Maksharip Aushev, a human rights activist and former owner of the website Ingushetia.org, was shot and killed in his car near Nalchik last Sunday. The police have launched a criminal investigation.
A month earlier he had narrowly escaped a kidnapping attempt. After a meeting with FSB officers in the republican government headquarters, he had been driving to Nazran when an armored personnel carrier had blocked the motorway near a traffic police checkpoint, with several special police servicemen, armed and wearing masks, attempting to kidnap him. However, he had managed to tear away, calling for help. Due to the interference of passers-by and traffic police officers he had been released, with the masked men claiming they had attempted to detain him by mistake, having received a report about his car being searched for by the law enforcers as a hijacked vehicle. They could not say why an unknown special police unit on a personnel carrier should be looking for his car – even if it had been hijacked.
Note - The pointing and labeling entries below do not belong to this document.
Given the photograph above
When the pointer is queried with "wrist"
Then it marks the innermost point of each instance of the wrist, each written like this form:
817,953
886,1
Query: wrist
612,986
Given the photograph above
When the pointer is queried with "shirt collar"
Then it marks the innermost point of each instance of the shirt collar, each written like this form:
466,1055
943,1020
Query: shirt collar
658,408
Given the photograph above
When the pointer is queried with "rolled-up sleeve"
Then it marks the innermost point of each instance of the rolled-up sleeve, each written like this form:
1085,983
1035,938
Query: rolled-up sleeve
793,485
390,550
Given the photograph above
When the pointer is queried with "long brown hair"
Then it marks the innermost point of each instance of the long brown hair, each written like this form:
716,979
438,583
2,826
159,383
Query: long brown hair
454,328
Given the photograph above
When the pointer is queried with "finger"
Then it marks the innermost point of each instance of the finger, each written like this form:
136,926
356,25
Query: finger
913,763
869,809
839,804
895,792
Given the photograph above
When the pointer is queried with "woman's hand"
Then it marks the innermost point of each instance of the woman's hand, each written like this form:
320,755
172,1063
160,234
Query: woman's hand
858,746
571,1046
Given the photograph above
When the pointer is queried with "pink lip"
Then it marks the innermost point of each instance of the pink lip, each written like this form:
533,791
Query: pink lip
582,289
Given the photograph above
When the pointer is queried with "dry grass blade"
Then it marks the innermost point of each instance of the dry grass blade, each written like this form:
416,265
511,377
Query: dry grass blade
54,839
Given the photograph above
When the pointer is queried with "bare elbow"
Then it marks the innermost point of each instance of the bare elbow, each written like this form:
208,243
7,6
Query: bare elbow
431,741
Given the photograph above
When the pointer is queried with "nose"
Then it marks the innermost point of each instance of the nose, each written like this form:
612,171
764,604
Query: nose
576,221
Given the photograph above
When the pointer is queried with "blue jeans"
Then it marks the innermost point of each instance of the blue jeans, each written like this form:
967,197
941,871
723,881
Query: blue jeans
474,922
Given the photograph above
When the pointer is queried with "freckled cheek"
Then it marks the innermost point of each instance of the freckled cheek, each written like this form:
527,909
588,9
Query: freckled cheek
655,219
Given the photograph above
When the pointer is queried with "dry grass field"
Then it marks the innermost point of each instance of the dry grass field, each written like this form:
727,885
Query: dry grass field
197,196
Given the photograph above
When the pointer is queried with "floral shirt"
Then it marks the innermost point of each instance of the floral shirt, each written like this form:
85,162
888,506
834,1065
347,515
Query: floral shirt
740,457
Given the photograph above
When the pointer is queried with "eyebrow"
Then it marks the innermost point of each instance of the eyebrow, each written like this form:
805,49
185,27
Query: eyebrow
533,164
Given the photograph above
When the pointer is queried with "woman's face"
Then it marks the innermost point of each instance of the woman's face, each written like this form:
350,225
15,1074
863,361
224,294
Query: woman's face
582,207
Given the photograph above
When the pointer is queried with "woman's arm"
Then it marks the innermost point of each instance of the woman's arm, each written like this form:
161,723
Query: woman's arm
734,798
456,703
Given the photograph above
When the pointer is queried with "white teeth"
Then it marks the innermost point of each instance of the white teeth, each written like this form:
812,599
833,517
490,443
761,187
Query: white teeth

Maksha Aushev became head of the Ingushetia.org website in August 2008 after the killing of the previous owner, Magomed Yevloyev, only to resign three months later in connection with the government reshuffle in Ingushetia.
Commenting on last Sunday’s tragedy, Magomed Khazbiyev, a friend of Aushev’s and the incumbent leader of the Ingush opposition, said: “The whole thing is still pretty vague. But even if we get to know the details, will that change anything? As regards Magomed Yevloyev’s killing, both the killer and the mastermind are known, and there are video sequences showing the minister’s arrival and people pushing him into a car to shoot and kill him. A year has passed since then – and what do we have? Nothing. With this kind of government at the helm, nothing can possibly change, ever.” In Khazbiyev’s view, no one will be held liable for Aushev’s killing, either.
M. Aushev was known as a consistent opponent of kidnappings and extrajudicial executions. During the last few months he was also a member of the team of experts working for Russia’s human rights ombudsman. His friends and relatives cannot explain his killing in any way: after President Murat Zyazikov’s stepping down to be replaced by Yunus-Bek Yevkurov, Aushev officially said he was dropping his opposition activities because his main goal, Zyazikov’s replacement, had been achieved.